Southbeach brings together ideas from many different analytical methodologies and brainstorming styles.
Southbeach Modeller does not automate each method individually; rather, it provides a unified notation and creativity engine. One tool; many methods.
For example, the concept of a 'harmful' function counteracting a 'useful' function, may be called a 'blocker' in one method, and a 'problem' in another.
Similarly, almost all methods divide 'problems' into parts. How they do this varies hugely. In Southbeach, a 'separation' is used. This is represented in the software using tabs or canvas grids.
Unlike a drawing tool, elements in a Southbeach model inherit attributes from the tab or grid cell in which they are placed. These attributes, and additional user-defined tags, can be referred to in creativity rules, guiding the development of the model (elaboration), analysis of the situation (problem solving), and to generate ideas (creativity).
Do I need Southbeach?
If you are looking for the best single-purpose software that perfectly emulates a single method, you won't find that in Southbeach. If, however, you are looking for a common tool with which to work with a number of standard methods, Southbeach is for you.
By using a common tool, covering 80% of requirements, you gain the advantage of being able to develop templates, reusable models, creativity rules, reports and tag libraries, that work across all of the content you develop in your work. For the special cases where you need a dedicated tool for a specific method, there is nothing to stop you complementing your use of Southbeach with other softare.
Process engineers, for example, use Southbeach to capture the useful and harmful aspects of a process they are re-designing. They would use Southbeach with their team to generate ideas and strategies for process improvement. They may then use a purpose-built process modelling tool afterwards to set out the details of the new design. Only Southbeach, however, can capture what is useful and harmful about the current design or a proposed design change, from the perspective of all stakeholders and all requirements, thus resolving the contradictions.
In similar vane, a systems dynamics expert could use Southbeach before they model stocks and flow to determine requirements for a needed simulation model. Non-technical team members may relate to Southbeach more readily than if the consultant were to immerse them in the details of the mathematics of stock-and-flow models.
We hear of enterprise architects who switch freely between Southbeach and dedicated EA tools, for similar reasons.

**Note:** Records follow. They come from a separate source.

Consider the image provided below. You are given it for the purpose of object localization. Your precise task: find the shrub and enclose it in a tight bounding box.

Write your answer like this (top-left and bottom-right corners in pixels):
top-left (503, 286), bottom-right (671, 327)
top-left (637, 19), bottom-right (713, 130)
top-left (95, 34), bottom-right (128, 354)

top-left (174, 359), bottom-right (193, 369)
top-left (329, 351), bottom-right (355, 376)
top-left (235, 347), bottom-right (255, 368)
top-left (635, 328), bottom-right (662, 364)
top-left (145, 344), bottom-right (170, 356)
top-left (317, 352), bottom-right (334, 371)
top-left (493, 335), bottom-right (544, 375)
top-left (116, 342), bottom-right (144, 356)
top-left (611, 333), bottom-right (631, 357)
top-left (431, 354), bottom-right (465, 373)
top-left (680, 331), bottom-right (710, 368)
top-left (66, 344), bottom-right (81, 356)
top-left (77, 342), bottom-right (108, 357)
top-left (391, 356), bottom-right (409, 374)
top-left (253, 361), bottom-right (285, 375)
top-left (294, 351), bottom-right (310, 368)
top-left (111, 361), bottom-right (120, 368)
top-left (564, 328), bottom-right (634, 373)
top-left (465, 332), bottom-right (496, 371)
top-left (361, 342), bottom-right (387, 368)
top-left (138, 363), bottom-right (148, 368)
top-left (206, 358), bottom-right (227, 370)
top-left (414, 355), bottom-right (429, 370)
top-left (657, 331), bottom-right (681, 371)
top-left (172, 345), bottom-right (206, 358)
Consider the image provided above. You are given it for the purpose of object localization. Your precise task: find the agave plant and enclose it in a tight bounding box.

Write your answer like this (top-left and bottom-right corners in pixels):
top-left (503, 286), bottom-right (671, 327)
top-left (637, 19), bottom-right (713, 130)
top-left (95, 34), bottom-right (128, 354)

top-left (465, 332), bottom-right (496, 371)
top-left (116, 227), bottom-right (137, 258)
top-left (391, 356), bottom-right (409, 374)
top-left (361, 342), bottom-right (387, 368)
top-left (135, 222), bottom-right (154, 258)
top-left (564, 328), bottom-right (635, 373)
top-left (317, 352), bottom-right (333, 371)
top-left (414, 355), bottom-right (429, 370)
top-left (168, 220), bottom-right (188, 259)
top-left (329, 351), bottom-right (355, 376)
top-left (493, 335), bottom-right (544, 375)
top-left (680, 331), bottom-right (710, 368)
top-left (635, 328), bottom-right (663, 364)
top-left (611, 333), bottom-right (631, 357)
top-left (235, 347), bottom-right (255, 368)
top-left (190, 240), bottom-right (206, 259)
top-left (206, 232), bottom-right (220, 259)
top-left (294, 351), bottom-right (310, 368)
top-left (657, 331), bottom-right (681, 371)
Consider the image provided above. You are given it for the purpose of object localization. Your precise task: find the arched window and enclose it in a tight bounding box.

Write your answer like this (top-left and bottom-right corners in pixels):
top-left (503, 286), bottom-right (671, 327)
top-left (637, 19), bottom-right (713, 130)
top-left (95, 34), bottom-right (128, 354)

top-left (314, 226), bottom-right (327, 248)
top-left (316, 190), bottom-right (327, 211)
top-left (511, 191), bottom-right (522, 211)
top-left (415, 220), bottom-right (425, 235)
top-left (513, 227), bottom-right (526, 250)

Despite the professional features of Southbeach, including its rich notation, tags and tag library, user-extensible rules and reporting, it could never substitute for a full blown EA tool supporting TOGAF, UML or SysML. Nevertheless, some architects have found it convenient to move part of their work into Southbeach. They use it to model the useful and harmful aspects of existing or proposed architectures, for team facilitation and for stakeholder interview.
The models they create, and the ideas generated from them, are maintained throughout a transformation project, helping to keep everyone on the same page.